Reuters reports the trio are using their backgrounds in mobile chip development and the creation of power-efficient but powerful processors for the iPhone and other Apple products in Nuvia, but for data center usage. By targeting a processor market that typically uses power-hungry chips, the team are hoping their self-designed chip codenamed "Phoenix" will offer performance gains and lower energy usage, as well as more security than current server processors.
"We want to bring all these aspects that we have developed over time through our careers to this new market and really exploit them in this market, because it's an area ripe for innovation and advancement," Williams advised.
The effort puts them against industry giants like AMD and Intel who already make up the majority of server processors used today. A similar concept is also being made like other chip producers, such as Qualcomm and Marvell, who are keen to pivot their knowledge of mobile chip design towards server usage.
So far, the project has caught the attention of major server vendor Dell, who among with a number of other investors has put $53 million in funding into the startup. Dell is a major customer of Intel, so investing in potential alternatives offering power savings could be worth investigating, but the company advised it could not comment on whether Dell would use Nuvia's chips in its servers.
Comments
Samsung and Nvidia wound things down a few years ago in the ARM server space but new players have stepped in and it looks like the idea could take things up a notch again.
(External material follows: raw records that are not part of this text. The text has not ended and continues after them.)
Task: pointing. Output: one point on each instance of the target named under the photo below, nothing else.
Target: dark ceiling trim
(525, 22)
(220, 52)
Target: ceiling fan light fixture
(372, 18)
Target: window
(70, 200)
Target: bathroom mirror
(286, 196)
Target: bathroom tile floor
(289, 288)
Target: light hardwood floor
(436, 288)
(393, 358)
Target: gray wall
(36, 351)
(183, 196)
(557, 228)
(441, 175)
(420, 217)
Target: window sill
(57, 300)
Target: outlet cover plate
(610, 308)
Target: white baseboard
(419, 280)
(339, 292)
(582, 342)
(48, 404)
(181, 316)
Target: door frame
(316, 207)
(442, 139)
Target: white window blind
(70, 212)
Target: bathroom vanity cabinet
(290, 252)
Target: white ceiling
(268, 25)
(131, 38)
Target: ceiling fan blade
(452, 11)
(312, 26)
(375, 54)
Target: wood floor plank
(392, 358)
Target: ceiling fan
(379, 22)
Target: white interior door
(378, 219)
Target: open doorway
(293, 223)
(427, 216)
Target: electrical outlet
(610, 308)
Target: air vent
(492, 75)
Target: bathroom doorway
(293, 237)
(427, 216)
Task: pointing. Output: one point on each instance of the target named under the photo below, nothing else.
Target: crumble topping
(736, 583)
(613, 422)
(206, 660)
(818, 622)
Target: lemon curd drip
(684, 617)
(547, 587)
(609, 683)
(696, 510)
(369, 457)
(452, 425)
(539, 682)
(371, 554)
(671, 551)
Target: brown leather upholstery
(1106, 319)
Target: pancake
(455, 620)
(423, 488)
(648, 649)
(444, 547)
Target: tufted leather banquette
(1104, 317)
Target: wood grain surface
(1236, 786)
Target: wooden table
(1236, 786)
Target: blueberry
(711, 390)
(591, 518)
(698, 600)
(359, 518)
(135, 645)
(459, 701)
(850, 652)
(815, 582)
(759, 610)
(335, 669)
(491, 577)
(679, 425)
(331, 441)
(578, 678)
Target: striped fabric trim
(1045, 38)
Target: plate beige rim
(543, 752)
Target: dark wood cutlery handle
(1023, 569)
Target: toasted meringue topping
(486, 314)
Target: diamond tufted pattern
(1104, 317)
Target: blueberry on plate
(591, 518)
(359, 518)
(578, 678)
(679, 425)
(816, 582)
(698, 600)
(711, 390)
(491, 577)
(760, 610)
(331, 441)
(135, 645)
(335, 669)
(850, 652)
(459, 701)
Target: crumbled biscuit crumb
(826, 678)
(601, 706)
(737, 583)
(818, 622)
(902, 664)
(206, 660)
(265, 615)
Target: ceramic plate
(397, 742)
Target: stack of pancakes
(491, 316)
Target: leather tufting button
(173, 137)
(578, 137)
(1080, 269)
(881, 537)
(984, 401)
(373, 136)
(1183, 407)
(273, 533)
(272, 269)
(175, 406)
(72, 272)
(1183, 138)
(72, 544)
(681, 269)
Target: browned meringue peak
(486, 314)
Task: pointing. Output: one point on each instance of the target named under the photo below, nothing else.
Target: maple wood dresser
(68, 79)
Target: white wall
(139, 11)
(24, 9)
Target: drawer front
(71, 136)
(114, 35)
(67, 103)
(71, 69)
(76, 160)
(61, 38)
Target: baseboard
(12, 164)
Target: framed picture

My guess is that Nuvia will use ARM based silicon but try to sell it to existing players instead of creating an in-house server solution. That would be biting off more than they could chew. Having Dell financing part of the initial round also points in that direction.
Taishan/Kunpeng setups and other systems are already using ARM based SoCs and hoping they will get a foothold in this space.
Whether Nuvia is ARM based or not, it should still lead to a product that serves the same goals if financing is solid.
Jim Keller obviously has been successful at moving to different companies and being successful, but even he would find it really hard to start from ground zero. If there was a person who could provide a good competitive chip product from ground zero, it’s him, but that’s like 25% of the business, whatever low number. There’s a huge skill to navigating the business side of things and there isn’t a magic bullet. It seems only the rare individual with the right personality trait like a Jobs or a Musk can do it, and they are [not] successful all the time.
These people can’t simply build an awesome server solution and buyers will come. They need to produce it on time, actively sell it, lock in big customers, continuous increment their product, and navigate a business field full of bombs.
Edit: I always forget my nots.
I suppose they can build a merchant support infrastructure for their own data centers, but you begin to see that it is a 10 year time line this way, and they say no to being a merchant ARM provider every time when they see this.
For their Macs, if it transitions to ARM, I’m still conflicted on whether they’ll go the AMD MCM route or the Intel monolithic route, though everyone is going MCM these days so perhaps moot. It seems they have no problems adding cores, be CPU or GPU or even memory channels, to their iPhone cores for iPad A-X style packages, and they only sell about 10m of those per year. If they are comfortable with that, I don’t see why they wouldn’t just add more cores, more memory channels and PCIe 4 for Macs, in a single monolithic chip and save themselves the integration work.